Outside of UCLA, and upon receipt of an Alexander von Humboldt Research Award for Senior U.S. Scientist, Schlinger was a Visiting Scientist at the Max Planck Institute for Ornithology in Seewiesen, Germany. He has been a Research Associate of the Smithsonian Tropical Research Institute (STRI) in Panama. He served as President of the Society for Behavioral Neuroendocrinology (as well as President-elect and Immediate Past President) from 2017 to 2023.

==Research work==
===Estrogen Synthesis in Brain===
Schlinger has maintained a long interest in the actions of steroids on the central nervous system. Largely examining avian models, he has explored neuroestrogen synthesis with a focus on the enzyme aromatase that catalyzes the conversion of androgens into estrogens. Over the years, his work has demonstrated expression and activity of this enzyme in brain of diverse species and with diverse functions. He has documented a role for neuroestrogens in neuronal development and proliferation, neural repair and protection, sexual and aggressive behaviors, learning and memory, and auditory processing. His work demonstrates estrogen synthesis at the synapse with post-synaptic actions, or synaptocrinology.

===Neurosteroidogenesis===
Schlinger has found evidence, especially in the songbird brain, that hormonal steroids could be synthesized directly in the brain itself. Members of his lab have found expression and, in many cases, activity of enzymes and transporters required for steroid synthesis from cholesterol. His research over the years has not only added considerable evidence to support the concept of functional neurosteroidogenesis but also extended our appreciation of how neurosteroids control natural animal neural function and behavior.

===Physiology of Elaborate Animal Courtship===
Schlinger has developed an animal model, the golden-collared manakin (Manacus vitellinus) of Panama, for investigating the hormonal, neural, and muscular control of vertebrate behavior. This work spans tropical field behavioral ecology, organ-level physiology, and molecular and cellular biology. The bird is a useful model because the males perform a physically complex courtship display. As a suboscine songbird, its behavior and neurohormonal basis can be compared directly to the well-studied group of oscine songbirds. His studies of the courtship displays of male Manacus species have identified specializations in skeletal and muscle anatomy, as well as in endocrine, neural, and muscle physiology. Sequencing of the manakin genome, together with efforts to support genomic sequencing of other manakin species, has made these birds a clade used for molecular genetic approaches to studying the evolution and development of social systems, behavior, and the physiology underlying behavior.
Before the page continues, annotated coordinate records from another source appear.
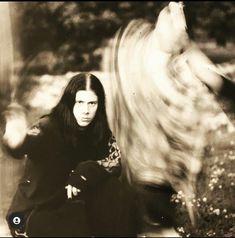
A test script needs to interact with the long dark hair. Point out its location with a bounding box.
[51,73,111,146]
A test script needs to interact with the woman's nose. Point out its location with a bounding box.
[84,104,89,114]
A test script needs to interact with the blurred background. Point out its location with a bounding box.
[0,1,235,236]
[11,1,235,74]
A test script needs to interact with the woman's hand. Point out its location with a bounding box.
[65,184,81,199]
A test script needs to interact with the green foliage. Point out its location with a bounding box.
[12,1,235,74]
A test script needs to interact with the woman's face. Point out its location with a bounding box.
[73,90,98,127]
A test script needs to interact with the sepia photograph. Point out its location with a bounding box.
[0,1,235,237]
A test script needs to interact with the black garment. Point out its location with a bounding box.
[4,116,136,236]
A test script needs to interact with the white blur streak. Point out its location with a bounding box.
[0,2,14,97]
[103,2,224,222]
[3,102,27,149]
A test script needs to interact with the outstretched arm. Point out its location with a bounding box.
[186,44,235,103]
[3,104,47,159]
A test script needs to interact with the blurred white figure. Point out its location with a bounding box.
[103,2,231,230]
[3,102,28,149]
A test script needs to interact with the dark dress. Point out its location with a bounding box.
[6,116,137,237]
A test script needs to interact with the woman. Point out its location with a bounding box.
[3,73,139,236]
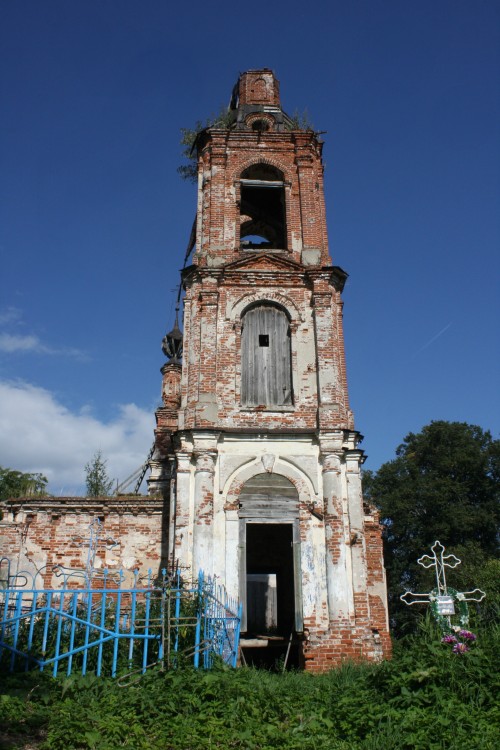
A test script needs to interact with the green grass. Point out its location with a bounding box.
[0,628,500,750]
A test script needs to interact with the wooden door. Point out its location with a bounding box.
[241,305,292,406]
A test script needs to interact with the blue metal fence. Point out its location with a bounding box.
[0,558,241,677]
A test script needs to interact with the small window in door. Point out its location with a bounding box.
[241,305,293,406]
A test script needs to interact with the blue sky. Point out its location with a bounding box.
[0,0,500,494]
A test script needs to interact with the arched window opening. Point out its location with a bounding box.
[240,164,286,250]
[241,305,293,406]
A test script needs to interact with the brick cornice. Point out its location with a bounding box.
[0,495,164,516]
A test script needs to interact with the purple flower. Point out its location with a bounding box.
[441,633,457,643]
[458,630,476,642]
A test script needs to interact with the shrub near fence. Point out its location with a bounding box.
[0,569,240,677]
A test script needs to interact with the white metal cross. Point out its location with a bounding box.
[399,541,486,614]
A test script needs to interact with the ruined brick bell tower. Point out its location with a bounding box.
[149,69,390,670]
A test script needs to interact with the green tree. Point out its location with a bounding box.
[0,466,47,500]
[364,421,500,635]
[85,450,113,497]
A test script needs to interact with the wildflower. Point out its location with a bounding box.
[458,630,477,643]
[441,633,457,643]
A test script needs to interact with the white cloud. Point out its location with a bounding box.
[0,382,154,495]
[0,333,50,354]
[0,305,22,325]
[0,333,88,361]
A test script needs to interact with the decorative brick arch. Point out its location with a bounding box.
[231,155,292,184]
[222,454,316,511]
[228,290,304,327]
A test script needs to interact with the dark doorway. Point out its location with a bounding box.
[246,523,295,638]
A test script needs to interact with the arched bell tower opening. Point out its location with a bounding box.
[149,68,390,671]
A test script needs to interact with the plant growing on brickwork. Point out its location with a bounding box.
[286,109,314,130]
[177,107,234,182]
[0,466,47,500]
[85,450,113,497]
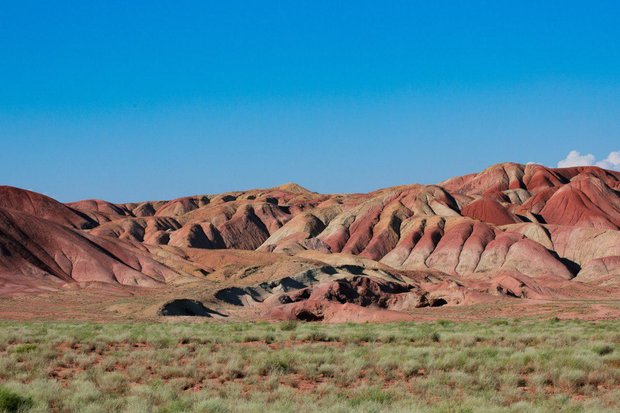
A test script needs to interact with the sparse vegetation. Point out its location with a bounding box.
[0,320,620,413]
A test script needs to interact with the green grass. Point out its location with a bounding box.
[0,320,620,413]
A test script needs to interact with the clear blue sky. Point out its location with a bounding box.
[0,0,620,201]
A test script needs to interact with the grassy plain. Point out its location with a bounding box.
[0,319,620,413]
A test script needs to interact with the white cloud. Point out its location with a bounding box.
[596,151,620,171]
[558,151,596,168]
[558,151,620,171]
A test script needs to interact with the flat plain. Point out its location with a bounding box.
[0,317,620,412]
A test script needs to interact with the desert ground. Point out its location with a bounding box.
[0,163,620,412]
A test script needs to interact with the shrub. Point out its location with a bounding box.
[0,387,33,413]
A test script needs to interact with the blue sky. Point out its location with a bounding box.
[0,0,620,201]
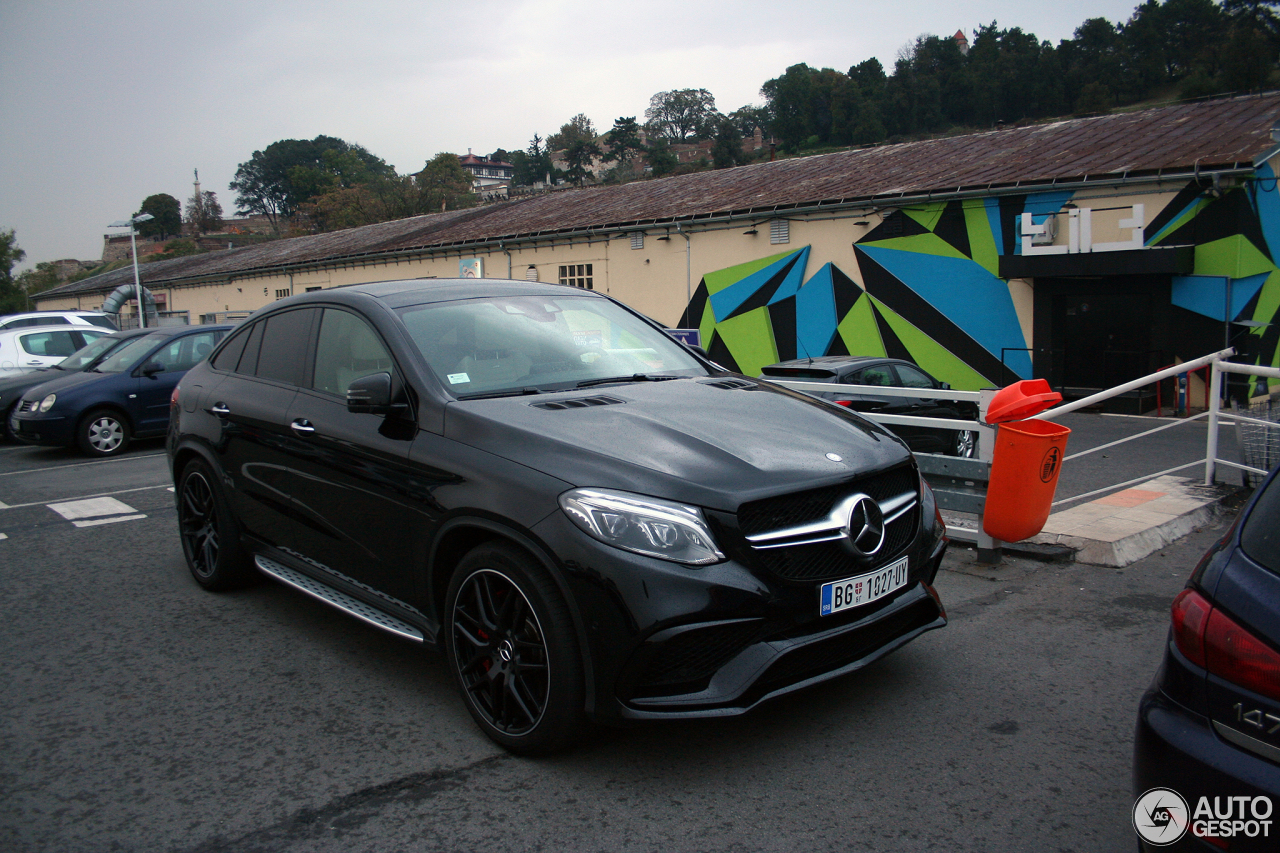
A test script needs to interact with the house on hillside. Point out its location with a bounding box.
[35,92,1280,406]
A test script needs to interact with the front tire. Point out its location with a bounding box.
[76,409,132,456]
[444,544,584,754]
[178,460,256,592]
[951,429,978,459]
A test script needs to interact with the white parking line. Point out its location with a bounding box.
[0,485,173,510]
[72,515,147,528]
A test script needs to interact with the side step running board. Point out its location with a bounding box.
[253,557,422,643]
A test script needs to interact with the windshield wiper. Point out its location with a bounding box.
[458,388,547,400]
[577,373,684,388]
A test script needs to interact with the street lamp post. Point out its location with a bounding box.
[108,214,155,329]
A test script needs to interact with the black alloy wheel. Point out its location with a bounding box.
[951,429,978,459]
[76,409,131,456]
[178,461,255,590]
[445,544,582,754]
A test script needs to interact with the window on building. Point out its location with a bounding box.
[561,264,595,291]
[769,219,791,243]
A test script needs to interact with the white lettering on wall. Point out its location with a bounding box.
[1021,205,1146,255]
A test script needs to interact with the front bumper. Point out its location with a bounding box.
[1133,686,1280,853]
[536,499,947,722]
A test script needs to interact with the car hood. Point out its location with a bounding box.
[444,377,910,511]
[15,370,123,400]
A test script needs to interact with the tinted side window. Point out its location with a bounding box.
[895,364,933,388]
[255,309,317,386]
[18,332,79,357]
[210,327,251,370]
[311,309,394,396]
[1240,478,1280,573]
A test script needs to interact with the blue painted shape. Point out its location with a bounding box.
[796,258,840,357]
[1014,190,1075,255]
[1251,163,1280,257]
[861,246,1032,379]
[710,246,809,317]
[1170,273,1271,321]
[982,199,1005,256]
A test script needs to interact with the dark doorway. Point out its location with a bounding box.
[1036,275,1169,397]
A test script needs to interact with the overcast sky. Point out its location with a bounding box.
[0,0,1137,269]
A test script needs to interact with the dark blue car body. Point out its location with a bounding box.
[1133,467,1280,853]
[9,325,232,456]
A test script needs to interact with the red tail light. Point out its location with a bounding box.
[1172,589,1280,701]
[1204,610,1280,699]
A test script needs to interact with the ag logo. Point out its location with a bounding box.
[1133,788,1190,847]
[1041,447,1062,483]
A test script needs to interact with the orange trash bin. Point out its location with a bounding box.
[982,420,1071,542]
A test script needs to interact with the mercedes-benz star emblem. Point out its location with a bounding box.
[845,494,884,560]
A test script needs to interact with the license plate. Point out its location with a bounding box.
[818,557,906,616]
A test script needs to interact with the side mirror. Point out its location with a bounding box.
[347,371,406,415]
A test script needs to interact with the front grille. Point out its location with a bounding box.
[631,619,765,697]
[737,464,919,535]
[739,465,919,581]
[754,597,940,694]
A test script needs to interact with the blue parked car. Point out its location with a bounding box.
[9,325,233,456]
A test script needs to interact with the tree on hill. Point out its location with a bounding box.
[133,192,182,240]
[0,228,27,314]
[644,88,719,142]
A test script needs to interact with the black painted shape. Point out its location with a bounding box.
[933,199,973,260]
[1000,196,1027,255]
[716,252,804,323]
[1160,190,1274,263]
[1142,182,1203,246]
[831,264,863,318]
[768,296,793,361]
[872,304,915,364]
[854,248,1007,384]
[858,210,929,243]
[676,279,710,329]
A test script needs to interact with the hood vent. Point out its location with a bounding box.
[530,394,626,411]
[699,379,759,391]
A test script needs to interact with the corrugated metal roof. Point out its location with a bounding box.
[42,92,1280,296]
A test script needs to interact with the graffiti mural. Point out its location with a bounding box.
[681,183,1280,393]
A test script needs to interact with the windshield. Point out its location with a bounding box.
[58,337,122,370]
[399,296,707,398]
[93,334,169,373]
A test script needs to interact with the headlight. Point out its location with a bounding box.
[559,489,724,566]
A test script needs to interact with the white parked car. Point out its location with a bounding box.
[0,311,116,332]
[0,323,111,377]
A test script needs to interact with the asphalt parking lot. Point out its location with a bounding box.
[0,423,1249,850]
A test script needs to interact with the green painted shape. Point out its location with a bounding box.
[1194,234,1276,278]
[698,294,716,347]
[836,293,887,357]
[901,201,947,233]
[716,307,778,377]
[964,204,1000,278]
[1147,199,1210,246]
[872,297,992,391]
[703,246,805,296]
[867,234,969,260]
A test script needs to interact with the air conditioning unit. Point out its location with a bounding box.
[1032,214,1057,246]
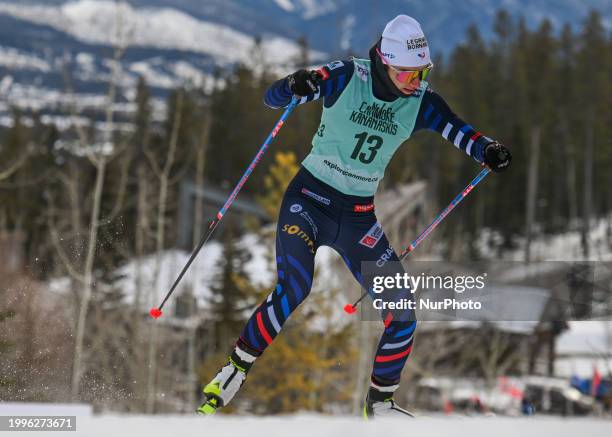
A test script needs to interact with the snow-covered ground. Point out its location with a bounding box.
[10,415,612,437]
[0,0,322,64]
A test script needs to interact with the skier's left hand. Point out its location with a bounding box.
[484,141,512,172]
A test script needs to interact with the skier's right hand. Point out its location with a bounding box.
[287,69,321,96]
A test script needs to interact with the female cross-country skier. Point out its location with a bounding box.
[198,15,511,418]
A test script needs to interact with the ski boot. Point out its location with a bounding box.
[196,345,257,416]
[363,383,414,420]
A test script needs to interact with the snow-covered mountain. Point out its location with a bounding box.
[0,0,612,124]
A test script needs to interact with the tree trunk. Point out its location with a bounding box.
[146,90,184,414]
[581,106,595,258]
[525,126,541,263]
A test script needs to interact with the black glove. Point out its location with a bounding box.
[484,141,512,172]
[287,70,321,96]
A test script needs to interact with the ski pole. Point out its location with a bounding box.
[344,166,491,314]
[149,96,299,319]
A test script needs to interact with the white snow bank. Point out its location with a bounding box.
[22,415,612,437]
[556,320,612,355]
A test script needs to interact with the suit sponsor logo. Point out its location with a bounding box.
[355,63,370,82]
[327,61,344,70]
[282,224,315,255]
[300,211,319,240]
[353,203,374,212]
[359,222,383,249]
[406,37,427,50]
[301,188,331,205]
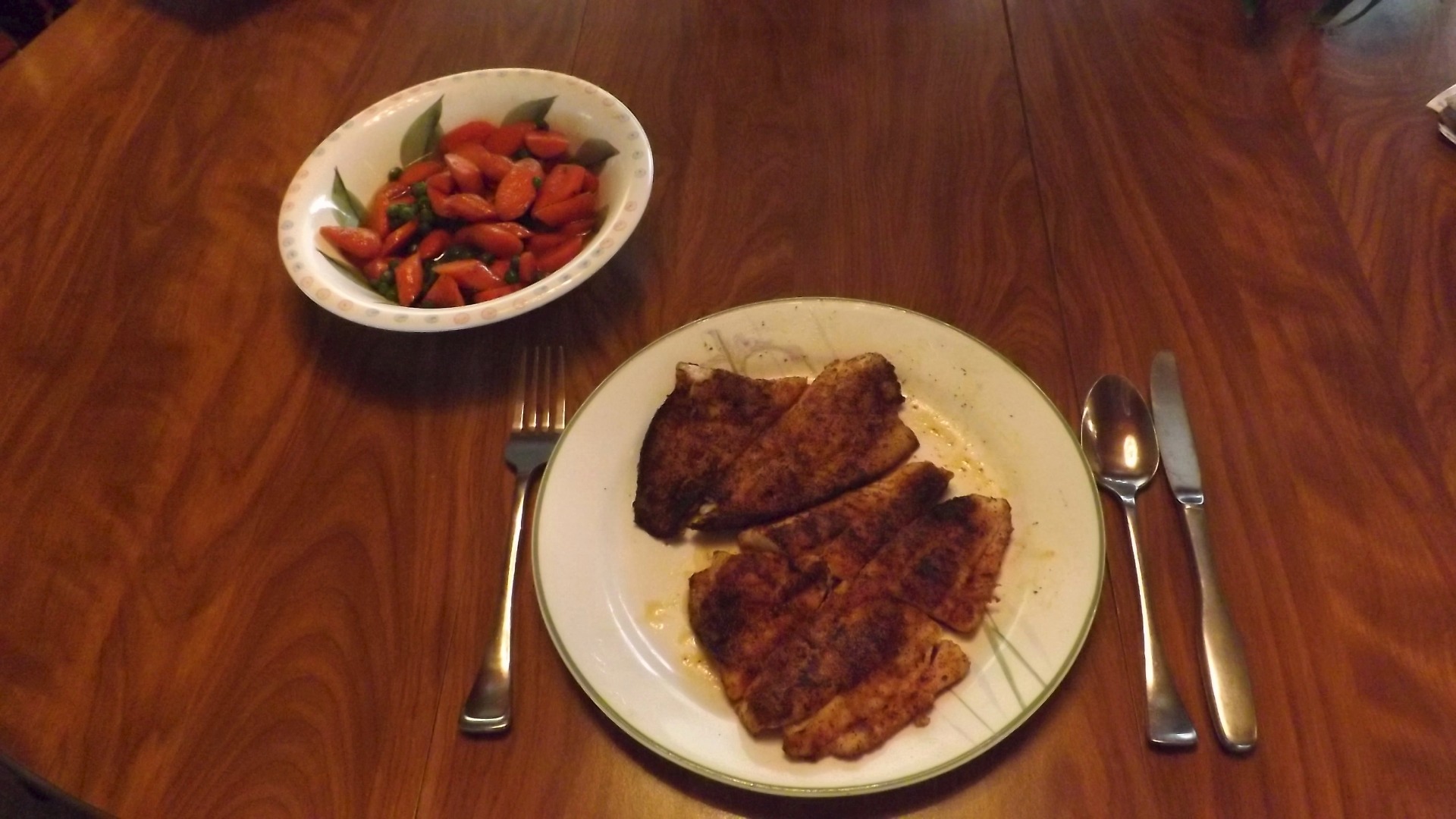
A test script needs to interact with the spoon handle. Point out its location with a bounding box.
[1182,503,1260,754]
[1121,497,1198,746]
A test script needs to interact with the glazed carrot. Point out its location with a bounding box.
[318,224,381,262]
[516,251,537,284]
[524,131,571,158]
[529,194,597,228]
[536,162,587,207]
[495,158,546,220]
[394,256,425,307]
[431,153,485,194]
[435,259,505,290]
[378,218,419,256]
[364,191,389,236]
[475,284,521,305]
[419,229,450,259]
[364,256,389,284]
[419,275,464,307]
[454,223,524,258]
[526,233,571,258]
[425,171,454,196]
[425,182,454,218]
[560,218,597,236]
[491,259,516,284]
[440,120,495,153]
[454,143,513,182]
[393,158,446,188]
[483,122,536,156]
[497,221,535,239]
[440,194,497,221]
[536,236,582,272]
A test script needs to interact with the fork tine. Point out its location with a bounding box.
[526,347,544,433]
[511,347,527,433]
[551,347,566,433]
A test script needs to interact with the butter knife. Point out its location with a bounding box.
[1152,350,1260,752]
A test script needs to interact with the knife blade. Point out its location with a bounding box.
[1150,350,1258,752]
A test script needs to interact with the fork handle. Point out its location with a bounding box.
[460,469,536,733]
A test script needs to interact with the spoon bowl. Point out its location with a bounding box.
[1082,375,1198,748]
[1082,376,1159,497]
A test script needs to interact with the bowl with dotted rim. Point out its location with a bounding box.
[278,68,652,332]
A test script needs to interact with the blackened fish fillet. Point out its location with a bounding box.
[632,364,808,538]
[850,495,1012,632]
[738,460,951,583]
[687,552,828,702]
[690,353,919,529]
[783,631,971,761]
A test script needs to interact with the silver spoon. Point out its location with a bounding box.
[1082,375,1198,746]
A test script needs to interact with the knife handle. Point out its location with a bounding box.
[1182,503,1260,752]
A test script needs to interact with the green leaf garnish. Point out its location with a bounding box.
[329,168,364,228]
[571,137,620,169]
[500,96,556,128]
[399,96,446,165]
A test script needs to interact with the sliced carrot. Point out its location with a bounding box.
[454,223,524,256]
[440,120,495,153]
[419,275,464,307]
[318,224,381,262]
[364,190,389,236]
[536,162,587,207]
[364,256,389,284]
[446,153,485,194]
[529,194,597,228]
[483,122,536,156]
[497,221,535,239]
[524,131,571,158]
[394,158,446,188]
[419,229,450,259]
[536,236,582,272]
[495,158,544,221]
[440,194,497,221]
[394,256,425,307]
[491,259,511,281]
[526,233,571,256]
[560,218,597,236]
[454,143,514,182]
[425,171,454,196]
[435,259,505,290]
[378,218,419,256]
[475,284,521,305]
[516,251,537,284]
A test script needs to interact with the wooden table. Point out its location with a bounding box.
[0,0,1456,816]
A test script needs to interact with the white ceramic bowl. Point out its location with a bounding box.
[278,68,652,332]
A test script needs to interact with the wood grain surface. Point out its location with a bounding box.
[0,0,1456,817]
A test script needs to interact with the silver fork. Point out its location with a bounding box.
[460,347,566,733]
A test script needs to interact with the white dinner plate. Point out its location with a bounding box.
[533,299,1105,795]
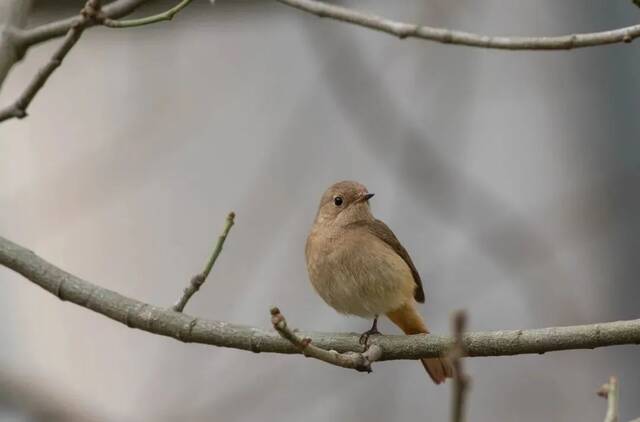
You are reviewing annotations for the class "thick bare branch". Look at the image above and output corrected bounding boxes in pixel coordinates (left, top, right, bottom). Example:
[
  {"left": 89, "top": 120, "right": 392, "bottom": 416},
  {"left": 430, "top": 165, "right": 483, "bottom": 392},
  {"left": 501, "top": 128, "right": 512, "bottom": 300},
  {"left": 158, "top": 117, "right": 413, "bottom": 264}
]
[
  {"left": 449, "top": 311, "right": 470, "bottom": 422},
  {"left": 278, "top": 0, "right": 640, "bottom": 50},
  {"left": 0, "top": 237, "right": 640, "bottom": 361},
  {"left": 173, "top": 211, "right": 236, "bottom": 312},
  {"left": 271, "top": 308, "right": 382, "bottom": 372},
  {"left": 598, "top": 377, "right": 618, "bottom": 422}
]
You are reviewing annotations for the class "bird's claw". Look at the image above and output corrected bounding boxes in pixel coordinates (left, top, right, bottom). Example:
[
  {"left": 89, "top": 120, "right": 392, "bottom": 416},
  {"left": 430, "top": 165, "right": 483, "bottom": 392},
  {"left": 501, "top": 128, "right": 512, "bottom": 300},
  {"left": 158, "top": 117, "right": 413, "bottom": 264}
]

== Selected publications ==
- London, S.E., Monks, A., Wade, J., and Schlinger, B.A.. 2006. Widespread capacity for steroid synthesis within the avian brain and song system. Endocrinology 147: 5975–5987.
- Fuxjager, M., Longpre, K., Chew, J., Fusani, L., and Schlinger, B.A.. 2013. Peripheral androgen receptors sustain the acrobatics and fine motor skill of elaborate male courtship. Endocrinology 154: 3168–3177.
- Fuxjager, M.J., Lee, J.H., Chan, T-M, Bahn, J.H., Chew, J.G., Xiao, X. and Schlinger, B.A.. 2016. Hormones, Genes, and Athleticism: Effect of Androgens on the Avian, Muscular Transcriptome. Molecular Endocrinology 30: 254–71.
- Fuxjager, M.J., Miller Ligon, R., Fusani, L., Goller, F., Trost, L., Ter Maat, A., Gahr, M., Chiver, I., Chew, J and Schlinger, B.A.. 2017. Neuromuscular mechanisms of an elaborate wing display in the golden-collared manakin (Manacus vitellinus). Journal of Experimental Biology 220: 4681–4688.
- Schlinger, B.A. and I. Chiver. 2021. Behavioral Sex Differences and Hormonal Control in a Bird with an Elaborate Courtship Display. Integrative and. Comparative. Biology 61:1319-1328.

===Book===
- Schlinger, Barney A. (5 September 2023). The Wingsnappers: Lessons from an Exuberant Tropical Bird. Yale University Press.